Ju et al. describe how hyperactivation of AMP-activated protein kinase (AMPK) promotes neurodegeneration in Huntington's disease (HD).
The aggregation of mutant Huntingtin protein in HD disrupts many cellular processes, including metabolism. AMPK—a protein that maintains energy homeostasis—is abnormally active in the brains of mice with HD, but whether the kinase protects neurons from the metabolic imbalances associated with HD or whether AMPK contributes to neuronal death is unknown.

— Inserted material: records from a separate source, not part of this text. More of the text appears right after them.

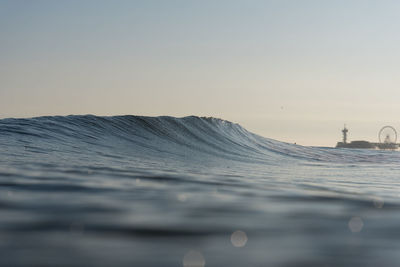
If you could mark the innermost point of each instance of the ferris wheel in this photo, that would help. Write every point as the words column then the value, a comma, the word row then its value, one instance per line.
column 388, row 135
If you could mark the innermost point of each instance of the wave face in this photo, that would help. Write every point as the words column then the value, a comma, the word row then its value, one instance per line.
column 146, row 191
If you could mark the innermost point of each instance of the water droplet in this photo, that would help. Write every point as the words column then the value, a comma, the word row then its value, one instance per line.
column 182, row 197
column 356, row 224
column 239, row 239
column 378, row 202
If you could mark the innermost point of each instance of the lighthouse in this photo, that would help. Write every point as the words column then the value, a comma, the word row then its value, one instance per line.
column 344, row 131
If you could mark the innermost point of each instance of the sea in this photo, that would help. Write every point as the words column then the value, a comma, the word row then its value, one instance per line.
column 192, row 191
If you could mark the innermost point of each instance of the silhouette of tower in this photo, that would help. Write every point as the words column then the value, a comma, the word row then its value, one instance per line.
column 344, row 131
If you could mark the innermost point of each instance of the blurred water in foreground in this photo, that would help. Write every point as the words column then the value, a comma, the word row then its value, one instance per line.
column 164, row 191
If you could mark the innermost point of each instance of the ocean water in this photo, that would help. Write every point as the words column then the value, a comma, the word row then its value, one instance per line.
column 165, row 191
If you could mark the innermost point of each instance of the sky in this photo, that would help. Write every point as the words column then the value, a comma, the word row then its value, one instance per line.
column 294, row 71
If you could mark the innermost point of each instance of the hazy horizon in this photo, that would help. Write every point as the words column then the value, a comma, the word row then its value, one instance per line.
column 288, row 70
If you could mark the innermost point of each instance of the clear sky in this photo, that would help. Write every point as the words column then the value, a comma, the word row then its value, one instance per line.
column 290, row 70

Ju et al. determined that the α1 isoform of AMPK was specifically activated and translocated into the nuclei of neurons in a mouse model of HD, whereas AMPK-α2 was unaffected. An inhibitor of Ca2+/calmodulin-dependent protein kinase II reduced AMPK activity, suggesting that AMPK-α1 is activated by this kinase, probably because Ca2+ signaling is disrupted in HD neurons. Further stimulation of AMPK by injection of the AMPK-activating drug AICAR increased neuronal death and decreased the lifespan of HD mice. AICAR also promoted the death of neuronal cell lines, an effect reversed by an AMPK inhibitor. Active, nuclear AMPK-α1 promoted neuronal apoptosis by reducing expression of the survival factor Bcl2. Bcl2 levels and cell survival were restored by CGS21680, a drug that alleviates the symptoms of HD mice.
AMPK was also hyperactivated in the brains of human HD patients, suggesting that the kinase could be a therapeutic target. Senior author Yijuang Chern now wants to investigate how AMPK-α1 and -α2 isoforms are differentially regulated in neuronal tissue.